Achtens Haltung zeugt von seinen hohen Ansprüchen. Schließlich kam Bühl als ungeschlagener Tabellenführer nach Bestensee. Und über weite Strecken der Partie hielten die Netzhoppers gegen diesen Gegner auf Augenhöhe mit. Zwei der drei verlorenen Sätze gingen nur mit dem Minimalabstand von zwei Punkten an die Gäste. «Gerade den ersten Satz haben wir zu einfach weggeschenkt. Da sind uns im Angriff zu viele leichte Fehler unterlaufen», sagte Achten dennoch.
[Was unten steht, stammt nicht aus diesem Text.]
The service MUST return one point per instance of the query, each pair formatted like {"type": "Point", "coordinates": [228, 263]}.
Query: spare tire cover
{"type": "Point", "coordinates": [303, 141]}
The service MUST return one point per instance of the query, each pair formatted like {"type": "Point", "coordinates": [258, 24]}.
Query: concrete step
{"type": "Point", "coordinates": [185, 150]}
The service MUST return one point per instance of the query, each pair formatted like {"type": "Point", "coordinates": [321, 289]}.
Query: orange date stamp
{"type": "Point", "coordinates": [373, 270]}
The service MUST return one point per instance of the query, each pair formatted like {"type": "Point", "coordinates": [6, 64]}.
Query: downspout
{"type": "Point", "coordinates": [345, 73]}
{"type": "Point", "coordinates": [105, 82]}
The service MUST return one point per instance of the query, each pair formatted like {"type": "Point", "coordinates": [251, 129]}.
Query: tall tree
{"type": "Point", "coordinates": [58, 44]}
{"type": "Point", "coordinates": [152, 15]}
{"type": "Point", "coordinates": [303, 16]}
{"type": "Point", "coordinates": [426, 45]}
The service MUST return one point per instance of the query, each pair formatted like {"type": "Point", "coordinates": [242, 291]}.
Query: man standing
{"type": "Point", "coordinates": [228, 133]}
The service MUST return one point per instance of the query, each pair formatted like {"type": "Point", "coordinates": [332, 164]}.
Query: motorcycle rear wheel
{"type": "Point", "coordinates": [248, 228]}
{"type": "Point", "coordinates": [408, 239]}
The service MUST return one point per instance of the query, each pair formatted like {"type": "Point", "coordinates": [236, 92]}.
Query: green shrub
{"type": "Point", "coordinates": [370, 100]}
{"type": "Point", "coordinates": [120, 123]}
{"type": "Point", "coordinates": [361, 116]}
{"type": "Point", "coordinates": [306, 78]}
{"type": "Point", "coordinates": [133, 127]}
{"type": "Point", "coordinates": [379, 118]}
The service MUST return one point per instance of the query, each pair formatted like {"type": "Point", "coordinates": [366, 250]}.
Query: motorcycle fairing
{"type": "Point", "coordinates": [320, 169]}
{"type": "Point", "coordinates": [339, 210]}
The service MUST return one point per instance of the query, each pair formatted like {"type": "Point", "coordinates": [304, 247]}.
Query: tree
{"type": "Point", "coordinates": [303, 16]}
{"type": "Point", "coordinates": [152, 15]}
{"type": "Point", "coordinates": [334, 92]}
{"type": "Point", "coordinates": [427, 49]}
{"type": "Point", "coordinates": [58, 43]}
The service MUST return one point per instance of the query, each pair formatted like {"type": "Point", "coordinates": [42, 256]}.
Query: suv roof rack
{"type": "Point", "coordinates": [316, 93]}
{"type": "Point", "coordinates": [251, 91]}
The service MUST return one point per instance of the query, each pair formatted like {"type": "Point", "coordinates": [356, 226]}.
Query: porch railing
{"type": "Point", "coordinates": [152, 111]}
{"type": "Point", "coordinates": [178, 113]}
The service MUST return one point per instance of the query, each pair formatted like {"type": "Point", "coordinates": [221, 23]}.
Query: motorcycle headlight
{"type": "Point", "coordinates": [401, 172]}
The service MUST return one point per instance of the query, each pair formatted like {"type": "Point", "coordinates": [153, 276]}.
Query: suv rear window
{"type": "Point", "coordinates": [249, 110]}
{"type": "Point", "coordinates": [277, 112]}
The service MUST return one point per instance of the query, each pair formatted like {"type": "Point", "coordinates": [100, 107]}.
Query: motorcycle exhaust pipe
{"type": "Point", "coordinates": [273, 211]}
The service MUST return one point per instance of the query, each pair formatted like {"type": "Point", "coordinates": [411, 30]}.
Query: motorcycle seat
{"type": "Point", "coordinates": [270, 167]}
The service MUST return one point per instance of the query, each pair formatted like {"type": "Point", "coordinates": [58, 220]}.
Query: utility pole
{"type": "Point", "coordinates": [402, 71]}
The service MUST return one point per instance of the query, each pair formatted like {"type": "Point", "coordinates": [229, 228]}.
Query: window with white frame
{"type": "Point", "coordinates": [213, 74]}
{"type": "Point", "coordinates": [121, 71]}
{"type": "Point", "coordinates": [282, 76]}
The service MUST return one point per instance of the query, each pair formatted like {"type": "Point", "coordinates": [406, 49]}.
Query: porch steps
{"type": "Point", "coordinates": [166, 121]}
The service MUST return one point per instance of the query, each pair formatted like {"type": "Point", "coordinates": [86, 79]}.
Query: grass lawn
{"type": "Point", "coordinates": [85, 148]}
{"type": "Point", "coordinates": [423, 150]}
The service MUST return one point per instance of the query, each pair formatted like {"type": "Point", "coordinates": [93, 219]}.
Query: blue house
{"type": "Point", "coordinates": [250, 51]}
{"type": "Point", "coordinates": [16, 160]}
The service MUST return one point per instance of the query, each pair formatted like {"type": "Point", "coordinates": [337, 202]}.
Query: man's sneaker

Die Botschaft ihres belgischen Trainers hat die Mannschaft verstanden. Nur 22 Stunden später schafften die Netzhoppers einen lockeren 3:0-Erfolg gegen den VC Olympia Berlin - «der erwartete Pflichtsieg», wie Achten ohne übermäßige Begeisterung anmerkte. Doch auch der Trainer musste zugeben: «Mir hat gefallen, wie konzentriert meine Mannschaft gespielt hat.»
Am Mittwoch sind die Netzhoppers das nächste Mal in der Bundesliga gefordert. Im dritten Heimspiel innerhalb von nur fünf Tagen gastieren die Volleys Herrsching in Bestensee. Mit einem Sieg würden die Brandenburger auf Rang drei der Bundesliga vorstoßen, wenngleich die Tabelle aufgrund der unterschiedlichen Anzahl an absolvierten Spielen derzeit nicht die übliche Aussagekraft hat.